以前の記事でも書かせていただきましたが、このように日本ではリカレント教育が定着していないのが実情です。人材開発は会社が行う学びに依存。終身雇用、年功序列の風習に則って、階層別・入社年次別に役割を理解するための教育プログラムが中心です。たとえば、入社3年目であれば、職場のリーダーとして後輩に働きかける能力を向上させる研修が行われるなどといったことです。
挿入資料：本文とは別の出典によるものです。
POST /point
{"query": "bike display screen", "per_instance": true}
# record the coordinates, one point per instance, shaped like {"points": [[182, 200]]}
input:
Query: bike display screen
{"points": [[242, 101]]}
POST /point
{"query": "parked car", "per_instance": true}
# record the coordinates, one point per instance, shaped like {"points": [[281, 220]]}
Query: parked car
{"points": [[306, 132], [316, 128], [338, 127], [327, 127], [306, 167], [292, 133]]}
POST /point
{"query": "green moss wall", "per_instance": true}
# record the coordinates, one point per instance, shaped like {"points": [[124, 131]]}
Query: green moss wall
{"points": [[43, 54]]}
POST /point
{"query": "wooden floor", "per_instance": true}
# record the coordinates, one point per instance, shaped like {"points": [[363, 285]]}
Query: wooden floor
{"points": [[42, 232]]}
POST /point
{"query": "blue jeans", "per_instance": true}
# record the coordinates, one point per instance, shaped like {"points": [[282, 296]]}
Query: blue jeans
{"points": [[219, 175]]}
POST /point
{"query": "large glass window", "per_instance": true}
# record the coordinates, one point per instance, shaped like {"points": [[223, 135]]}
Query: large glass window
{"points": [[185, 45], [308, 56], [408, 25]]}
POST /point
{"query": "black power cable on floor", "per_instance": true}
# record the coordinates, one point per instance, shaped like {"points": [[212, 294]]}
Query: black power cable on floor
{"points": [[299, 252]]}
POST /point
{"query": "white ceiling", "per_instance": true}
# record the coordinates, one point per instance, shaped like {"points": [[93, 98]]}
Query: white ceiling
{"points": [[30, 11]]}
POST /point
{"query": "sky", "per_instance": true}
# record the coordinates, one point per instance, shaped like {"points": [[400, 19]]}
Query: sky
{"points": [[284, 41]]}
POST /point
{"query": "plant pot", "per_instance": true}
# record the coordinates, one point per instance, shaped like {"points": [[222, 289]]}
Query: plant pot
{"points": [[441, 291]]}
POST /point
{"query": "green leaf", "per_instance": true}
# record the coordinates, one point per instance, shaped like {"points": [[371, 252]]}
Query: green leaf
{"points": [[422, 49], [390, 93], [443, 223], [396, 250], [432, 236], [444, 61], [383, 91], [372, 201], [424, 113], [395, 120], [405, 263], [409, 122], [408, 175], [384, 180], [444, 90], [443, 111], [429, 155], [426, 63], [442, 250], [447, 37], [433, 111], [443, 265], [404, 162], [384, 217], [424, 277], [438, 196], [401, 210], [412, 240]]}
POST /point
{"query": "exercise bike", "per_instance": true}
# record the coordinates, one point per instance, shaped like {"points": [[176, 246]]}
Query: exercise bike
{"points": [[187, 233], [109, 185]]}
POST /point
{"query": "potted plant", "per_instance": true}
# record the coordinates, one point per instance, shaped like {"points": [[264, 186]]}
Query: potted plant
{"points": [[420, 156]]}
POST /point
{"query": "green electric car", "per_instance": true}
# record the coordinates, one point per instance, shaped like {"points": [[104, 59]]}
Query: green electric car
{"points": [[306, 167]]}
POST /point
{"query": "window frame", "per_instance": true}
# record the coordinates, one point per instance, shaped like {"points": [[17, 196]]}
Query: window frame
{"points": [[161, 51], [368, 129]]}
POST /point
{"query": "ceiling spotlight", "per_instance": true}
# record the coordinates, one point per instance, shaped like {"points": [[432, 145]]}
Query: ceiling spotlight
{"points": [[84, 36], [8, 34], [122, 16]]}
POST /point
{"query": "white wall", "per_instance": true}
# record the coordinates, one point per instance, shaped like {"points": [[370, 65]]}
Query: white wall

あくまで、現状の延長線上でキャリアを描くのが前提の学びです。残念ながら、変化への適応や新しいキャリアを確保するプログラムはほぼありません。
「仕事せずに学ぶ期間=ブランク」と否定的
ならば自分でキャリアを中断して、新たなキャリアのために学びの機会をつくったら、どうなるか? むしろ、自分の可能性を狭める可能性のほうが高いのが実情でした。たとえば、取材した広告代理店に勤務しているSさん。社会人として4年間仕事をしたあとに、大学院で法務を学びました。約2年間は学業に専念したわけですが、その後の就職活動が一苦労。転職エージェントに登録してみたところ、
「2年間のブランクは大きいですね。大学院で法務を学んだといっても、実務経験がないのですからキャリアにはなりません」
と冷たい対応。半年以上経過しても、1社の就職先も紹介してくれない状態でした。同世代の友人たちもSさんの選択には冷ややか。反対まではしないものの「自分にはできない」「お前は変わっているから」とSさんの“異端さ”を指摘します。上司も友人たちと同様です。Sさんの上司であるDさんは、
「20代は職場で仕事をして経験を積むことが重要。2年間のブランクを埋めることは簡単ではない」
と、やや否定的な意見です。このように仕事せずに学ぶ期間=ブランクで、失うものが大きいと判断する傾向が日本の職場にはあります。ゆえに有給の教育訓練休暇を導入している企業はわずか。
有給教育訓練休暇とは就労中の労働者が教育訓練を受けるために、一定期間、有給で職場を離れることを認める休暇制度。フランスやベルギーなど欧州では有給教育訓練休暇の実施を法制化している国がたくさんあります。しかし、日本の企業で有給教育訓練休暇を導入している会社は1割もありません。